The neural footprint of disgust is evident in sensory and moral experiences
Sist anmeldt: 14.06.2024
Alt iLive-innhold blir gjennomgått med medisin eller faktisk kontrollert for å sikre så mye faktuell nøyaktighet som mulig.
Vi har strenge retningslinjer for innkjøp og kun kobling til anerkjente medieområder, akademiske forskningsinstitusjoner og, når det er mulig, medisinsk peer-evaluerte studier. Merk at tallene i parenteser ([1], [2], etc.) er klikkbare koblinger til disse studiene.
Hvis du føler at noe av innholdet vårt er unøyaktig, utdatert eller ellers tvilsomt, velg det og trykk Ctrl + Enter.
Disgust is one of the six basic human emotions, along with happiness, sadness, fear, anger and surprise. Disgust typically occurs when a person perceives a sensory stimulus or situation as disgusting, unpleasant, or otherwise aversive.
Past psychological research has defined disgust as an avoidant-defensive emotion, linking it to certain facial expressions, movements and physiological reactions. Although disgust is primarily associated with unpleasant tasting foods, unpleasant odors, or the sight of disgusting images, it can also occur in response to other stimuli, including unpleasant social interactions.
Researchers from the University of Electronic Science and Technology of China and other institutions recently conducted a study aimed at better understanding the neural underpinnings of disgust and its generalization to contexts beyond food intake. Their findings, published in Nature Human Behaviorsuggest that the neurofunctional signature of subjective disgust is the same for oral disgust and unpleasant socio-moral experiences.
“Although disgust has its origins in the hard-wired mammalian disgust response, the conscious experience of disgust in humans is highly dependent on subjective evaluation and may even extend to socio-moral contexts,” write Xianyang Gang, Feng Zhou and their colleagues in their paper.
“In a series of studies, we combined functional magnetic resonance imaging (fMRI) with predictive machine learning modeling to create a comprehensive neurobiological model of subjective disgust.”
Subjective disgust is associated with and predicted by distributed brain regions. A, VIDS threshold map. B, Threshold transformed 'activation' map of VIDS. C, Combination of VIDS and transformed 'activation' map. Images are thresholded at q < 0.05, FDR adjusted. Hot colors indicate positive weights (a) or associations (b), cool colors indicate negative weights (a) or associations (b). Source: Nature Human Behavior (2024). DOI: 10.1038/s41562-024-01868-x
Participants were shown various images designed to evoke feelings of disgust and were asked to respond naturally to the images.
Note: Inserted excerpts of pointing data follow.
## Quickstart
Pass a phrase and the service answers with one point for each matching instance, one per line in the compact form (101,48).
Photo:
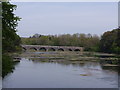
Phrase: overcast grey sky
(62,18)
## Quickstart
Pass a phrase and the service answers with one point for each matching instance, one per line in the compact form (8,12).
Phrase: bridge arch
(77,50)
(60,49)
(51,49)
(43,49)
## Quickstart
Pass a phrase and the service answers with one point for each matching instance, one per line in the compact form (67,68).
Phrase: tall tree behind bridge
(10,40)
(110,41)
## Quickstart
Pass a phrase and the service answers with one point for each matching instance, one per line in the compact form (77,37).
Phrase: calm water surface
(36,74)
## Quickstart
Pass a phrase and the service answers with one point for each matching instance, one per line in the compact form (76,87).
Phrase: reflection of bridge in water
(51,48)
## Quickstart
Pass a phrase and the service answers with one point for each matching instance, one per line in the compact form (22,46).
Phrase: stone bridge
(51,48)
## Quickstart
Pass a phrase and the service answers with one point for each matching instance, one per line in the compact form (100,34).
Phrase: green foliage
(90,42)
(10,40)
(110,41)
(7,65)
(9,23)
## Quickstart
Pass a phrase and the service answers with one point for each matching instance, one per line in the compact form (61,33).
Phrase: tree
(10,40)
(109,42)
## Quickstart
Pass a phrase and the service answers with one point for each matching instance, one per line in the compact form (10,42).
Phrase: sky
(50,18)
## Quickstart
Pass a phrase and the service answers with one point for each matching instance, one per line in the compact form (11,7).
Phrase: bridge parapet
(54,48)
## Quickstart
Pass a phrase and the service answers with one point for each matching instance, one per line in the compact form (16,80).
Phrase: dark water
(37,74)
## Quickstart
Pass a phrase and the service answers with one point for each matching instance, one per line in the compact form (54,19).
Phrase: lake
(34,71)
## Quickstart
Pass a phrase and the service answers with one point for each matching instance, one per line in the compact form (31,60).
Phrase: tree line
(10,40)
(90,42)
(109,42)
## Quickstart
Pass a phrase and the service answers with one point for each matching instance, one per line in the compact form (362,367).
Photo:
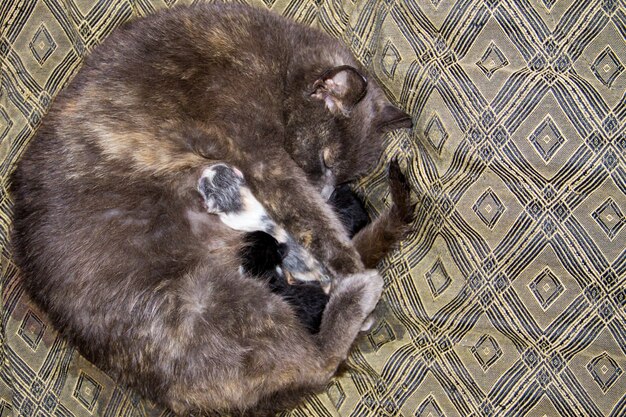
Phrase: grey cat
(118,246)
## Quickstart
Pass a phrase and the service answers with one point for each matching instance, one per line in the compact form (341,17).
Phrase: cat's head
(336,124)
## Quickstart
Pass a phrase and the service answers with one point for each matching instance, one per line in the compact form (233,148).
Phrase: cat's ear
(341,88)
(391,118)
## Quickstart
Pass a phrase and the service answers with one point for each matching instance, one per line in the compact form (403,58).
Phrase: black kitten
(262,256)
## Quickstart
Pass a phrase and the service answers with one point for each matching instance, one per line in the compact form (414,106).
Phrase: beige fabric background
(509,297)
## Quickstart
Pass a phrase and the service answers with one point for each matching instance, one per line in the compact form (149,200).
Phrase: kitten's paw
(220,185)
(400,189)
(369,284)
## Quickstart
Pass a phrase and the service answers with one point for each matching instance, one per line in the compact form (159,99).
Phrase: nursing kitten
(116,243)
(262,256)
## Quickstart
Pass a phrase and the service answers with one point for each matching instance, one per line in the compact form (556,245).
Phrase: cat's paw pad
(220,186)
(400,189)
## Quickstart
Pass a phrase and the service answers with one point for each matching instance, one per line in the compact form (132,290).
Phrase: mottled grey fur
(112,236)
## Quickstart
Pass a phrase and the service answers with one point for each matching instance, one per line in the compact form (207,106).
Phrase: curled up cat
(108,206)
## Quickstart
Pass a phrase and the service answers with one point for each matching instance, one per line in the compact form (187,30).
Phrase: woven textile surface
(509,296)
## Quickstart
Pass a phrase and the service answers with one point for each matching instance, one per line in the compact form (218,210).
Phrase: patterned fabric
(508,299)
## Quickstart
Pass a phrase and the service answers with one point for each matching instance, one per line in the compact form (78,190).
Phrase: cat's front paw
(220,186)
(400,189)
(367,284)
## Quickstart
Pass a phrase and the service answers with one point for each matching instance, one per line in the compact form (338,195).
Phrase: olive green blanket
(507,299)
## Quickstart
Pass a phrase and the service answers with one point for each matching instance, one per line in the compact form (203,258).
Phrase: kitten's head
(336,124)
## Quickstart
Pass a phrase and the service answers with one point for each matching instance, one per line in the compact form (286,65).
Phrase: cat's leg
(292,201)
(379,237)
(227,195)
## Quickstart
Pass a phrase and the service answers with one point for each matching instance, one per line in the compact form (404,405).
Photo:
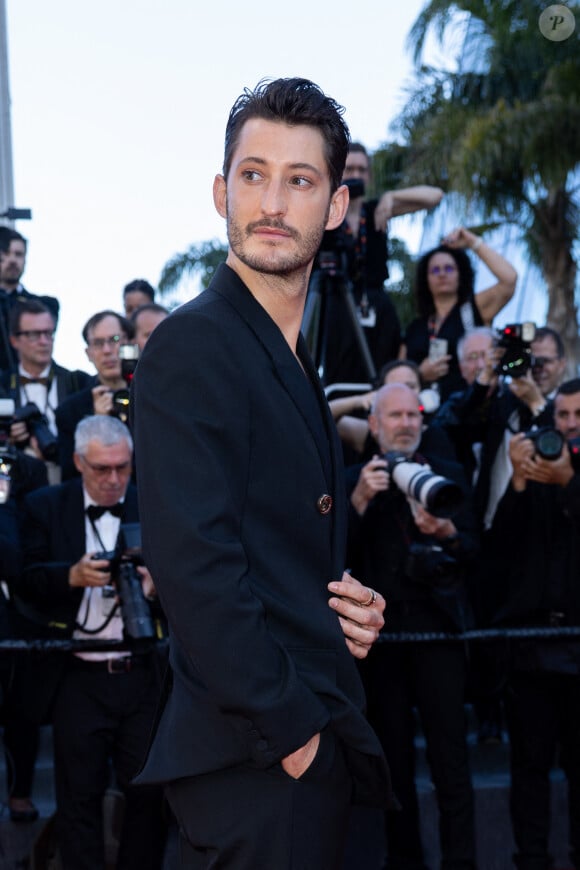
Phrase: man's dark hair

After viewing each image, participants were asked to rate their level of disgust on a scale from 1 (little/no disgust) to 5 (high disgust).
By observing participants' brain activity using fMRI and analyzing the collected data using a machine learning model, the researchers were able to delineate the neural signature associated with subjective perceptions of disgust. This signature accurately predicted self-reported feelings of disgust in study participants, generalizing well to basic disgust, taste disgust, and socio-moral reactions to unfair offers in the game.
"The experience of disgust was encoded in distributed cortical and subcortical systems and demonstrated distinctive and shared neural representations with subjective fear or negative affect in the interoceptive-emotional awareness and conscious appraisal systems, while the signatures most accurately predicted the corresponding target experience," they write. Gan, Zhou and their colleagues in their article.
"We provide an accurate functional magnetic resonance imaging signature of disgust with high potential for resolving current evolutionary debates."
A recent study by Gan, Zhou and their co-authors describes a pattern of activity throughout the brain associated with the subjective experience of disgust. In particular, subjective disgust was simultaneously encoded in different brain regions rather than in separate regions.
Interestingly, the researchers observed the same neural signature throughout the brain in a variety of situations where people experience disgust, from tasting unpleasant food to empathizing with others in pain or receiving an unfair offer. These results may soon pave the way for further neuroscientific research focusing on the neurofunctional signature of disgust, potentially leading to exciting new discoveries.